Refrigerant is responsible for transferring heat through the evaporator and condenser coils inside the system. It also lubricates moving parts in the compressor. Your air conditioner should never loose it’s refrigerant. If it does than there is a leak in the system. You can check your air conditioner’s charge with a set of A/C gauges like the ones in the picture. Most air conditioners will have a chart inside the main panel which may need to be removed first. The chart will say what the high and low side pressures should read. The high and low side service ports are before and after the compressor. They are different sized connections and only the blue hose will connect to the low side, and only the red hose will connect to the high side. If you determine that your system is low on refrigerant it is best to call a qualified air conditioning repair company to service your unit and repair the leak.
Condenser Fan Motor
This motor turns the condenser fan which removes heat from the refrigerant after it comes out of the compressor. Once the refrigerant is cooled it goes through an expansion valve and is routed through the evaporator coil to provide cool air to your home. If the motor doesn’t spin then the air conditioner will not be able to cool and may eventually overheat.
Compressor Bad Or Overloaded
The compressor is responsible for pressurizing and circulating refrigerant throughout the A/C system. Most manufactures provide a 10 year warranty on the compressor and you should make sure that your compressor isn’t under warranty before doing any type of work to it. The most common type of compressor is hermetically sealed with all of the operating components inside. If your compressor is bad it is best to have a licensed air conditioning repair company replace or repair it. The compressor may become noisy when the capacitor is marginal or bad or when it’s mounting bolts are loose.

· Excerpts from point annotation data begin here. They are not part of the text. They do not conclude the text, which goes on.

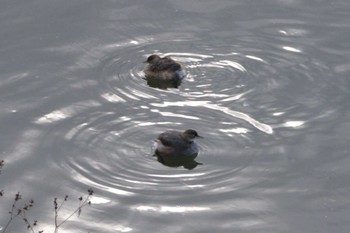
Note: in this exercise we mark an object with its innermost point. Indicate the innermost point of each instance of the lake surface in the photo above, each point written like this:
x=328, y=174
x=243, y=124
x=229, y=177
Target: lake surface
x=267, y=86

The cold temperatures produced by your air conditioner during operation will cause moisture in the air to condense on the cold parts of the system. The evaporator coil and lines drip water which is caught in the drain pan. As the drain pan fills, a drain pipe routes the water away from your house. When the drain becomes clogged water can flow into your house or other areas where it could cause damage. In most cases the blockage can be cleared with a shop-vac or by disconnecting the drain line and flushing it with a garden hose.